Hal lain yang disorot Dedi adalah keberpihakan dan penentuan Permen perikanan terukur yang hanya ditekankan pada potensi saja.

Terkait potensi dan tantangan, Dedi menyebut data tahun 2016 yang disebut mencapai 12,5 juta ton pertahun. “Kalau masing-masing wlayah WPP, pada persepsi tertentu banyak yang sudah over exploited,” sebutnya.

Hal-hal lain yang disinggung Dedi adalah kondisi ekosistem pesisir dan laut yang rentan. Seperti mangrove dan terumbu karang. “Terkait mangrove misalnya, Indonesia adalah negara dengan tingkat deforestrasi yang hebat. Tingkat kemiskinan yang tinggi di pesisir, perubahan iklim, hingga Rob.”

Belum lagi infrastruktur pesisir yang banyak rusak karena perubahan iklim, di Pantura produksi garam terganggu karena cuaca yang ekstrem dan lain sebagainya.

“Yang penting adalah bagaimana mengoptimalkan potensi yang 12,5 juta, bagamana merehabilitasi terhadap sumberdaya ikan,” katanya.

“Bagaimana meningkatkan kualitas ekosistem terumbu karang dan mangrove dan kesejahteraan nelayan.

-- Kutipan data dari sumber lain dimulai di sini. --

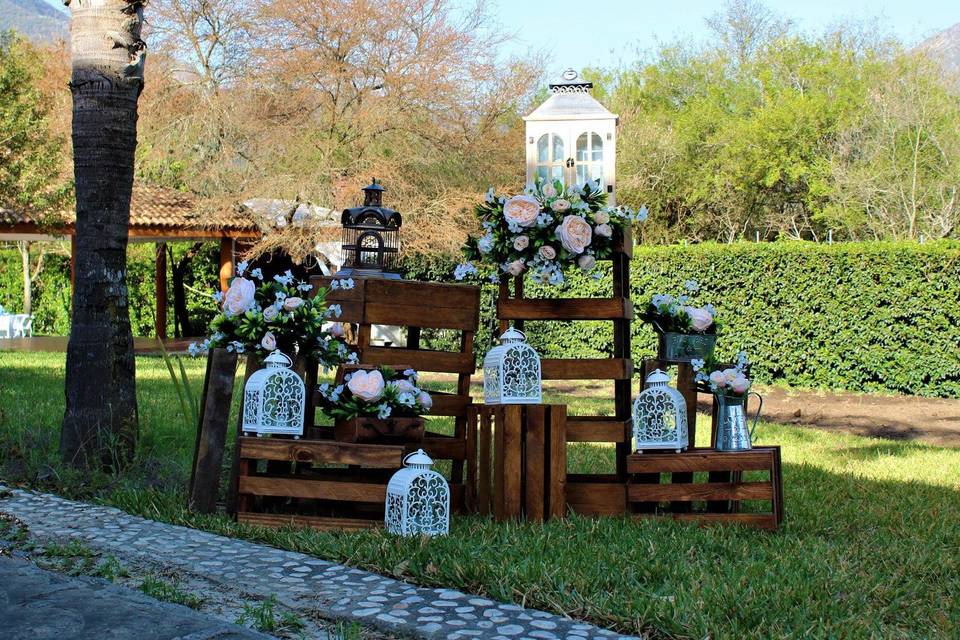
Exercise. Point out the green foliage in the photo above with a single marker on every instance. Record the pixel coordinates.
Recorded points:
(859, 316)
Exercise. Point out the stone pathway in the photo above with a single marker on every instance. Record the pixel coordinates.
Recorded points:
(300, 582)
(41, 605)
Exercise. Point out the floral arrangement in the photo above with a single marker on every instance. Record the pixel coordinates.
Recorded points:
(729, 382)
(260, 315)
(548, 228)
(671, 314)
(380, 392)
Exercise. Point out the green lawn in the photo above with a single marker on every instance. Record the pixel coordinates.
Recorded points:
(870, 547)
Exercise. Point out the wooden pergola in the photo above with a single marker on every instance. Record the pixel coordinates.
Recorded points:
(156, 215)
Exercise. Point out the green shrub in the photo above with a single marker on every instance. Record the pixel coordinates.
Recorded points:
(877, 316)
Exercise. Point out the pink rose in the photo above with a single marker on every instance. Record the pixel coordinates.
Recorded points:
(586, 262)
(574, 234)
(269, 341)
(366, 385)
(522, 210)
(700, 318)
(516, 268)
(292, 303)
(239, 297)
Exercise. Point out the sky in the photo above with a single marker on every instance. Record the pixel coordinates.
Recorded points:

Ini pertanyaan mendasar dan semua mesti pikirkan,” ujarnya.

Dia juga menyorot agenda reformative approach dalam pengelolaan perikanan yang dari pendekatan konvensional ke terukur.

“Ini bahasa Pemerintah, kalau kita lihat teori-teori yang ada adalah bagaimana conventional fisheries management. Ini basisnya single basis management, government based,” ucapnya.

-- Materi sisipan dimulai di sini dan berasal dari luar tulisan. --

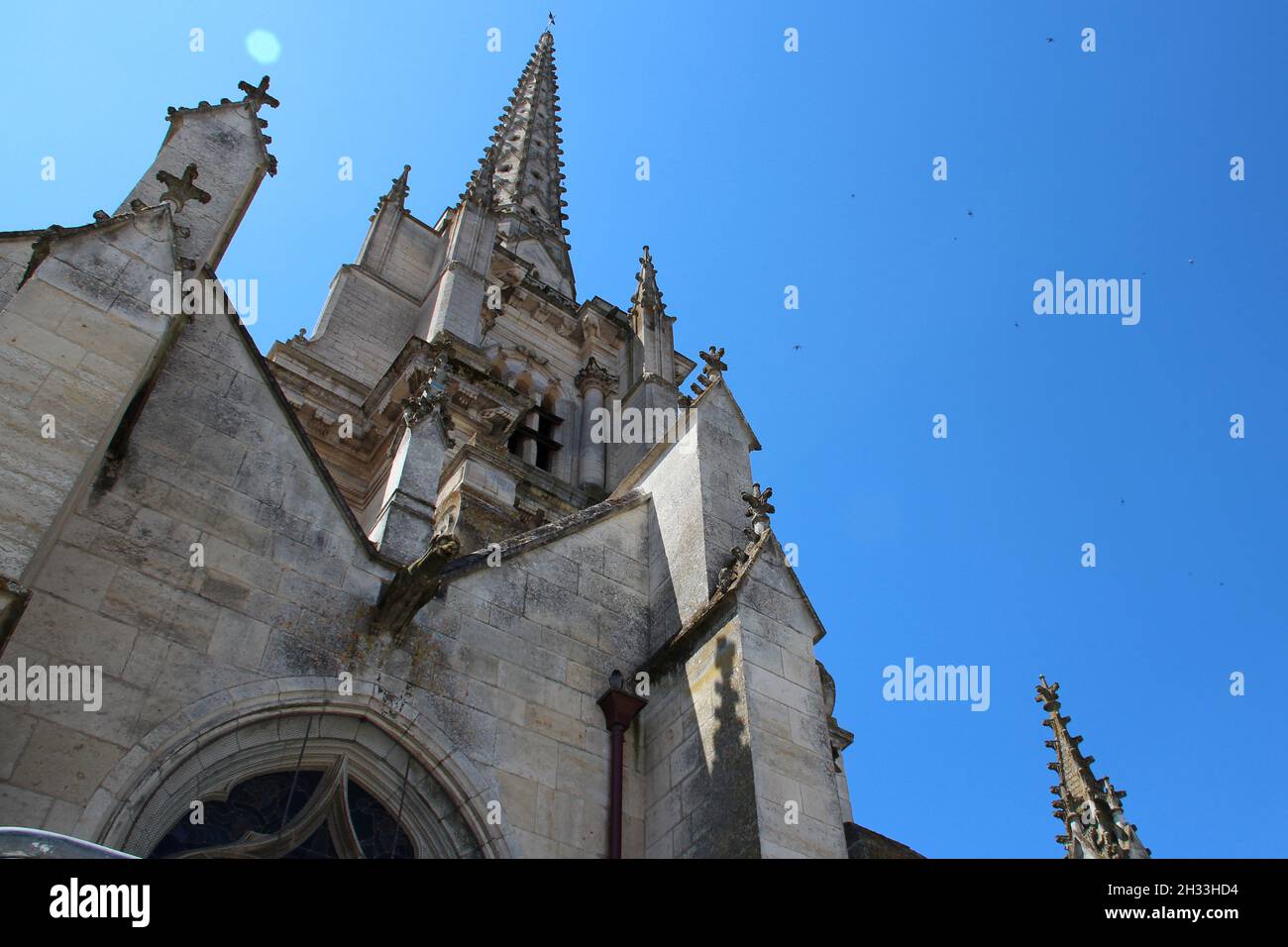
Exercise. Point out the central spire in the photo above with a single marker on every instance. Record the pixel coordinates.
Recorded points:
(519, 174)
(1090, 808)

Menurut dia, itu pun sarat masalah. “Bahwa siatem kuota, pada banyak research, ada kelemahan pada sistem kuota,” tambahnya.

“Kalau pendekatan baru seharusnya dalam dunia perikanan kita bicara Ecosystem Approach to Fisheries Management dengan mempertimbangkan komunitas, interest pada kapasitas komunitas yaitu tidak hanya mengatur perikanan tetapi mengatur seluruh ekosistem dan manusia,” paparnya.

Dia menyebut hal tersebut sembari menambahkan bahwa di setiap zona seperti WPP, ada pelaku industri, dan yang skala kecil. “Nelayan tradisional adalah masalah utama, karena identifikasi dan pendataan nelayan tradisional masih masalah kita,” tambahnya.

Yang juga tidak kalah pentingnya dicermati menurut Dedi adalah kapasitas nelayan dan kelembagaannya.

“Disebutkan dalam Rapermen itu, nelayan tradisional harus membentuk koperasi untuk dapat alokasi, padahal tingkat pendidikan mereka rendah, butuh faislitasi,” ucapnya.

“Meski sudah ada sosialisasi ke nelayan tetapi jumlah masih terbatas. Apalagi pengalaman masa lalu tentang koperasi yang tidak baik, kalau pun itu pilihannya, itu harus ada roadmap,” ujarnya.

Saat dimintai pernyataan penutup oleh moderator Edo Rahman dan jika dikaitkan Rapermen Perikanan atau Penangkapan Ikan Terukur itu, Dedi berharap Pemerintah mendengar suara hati rakyat.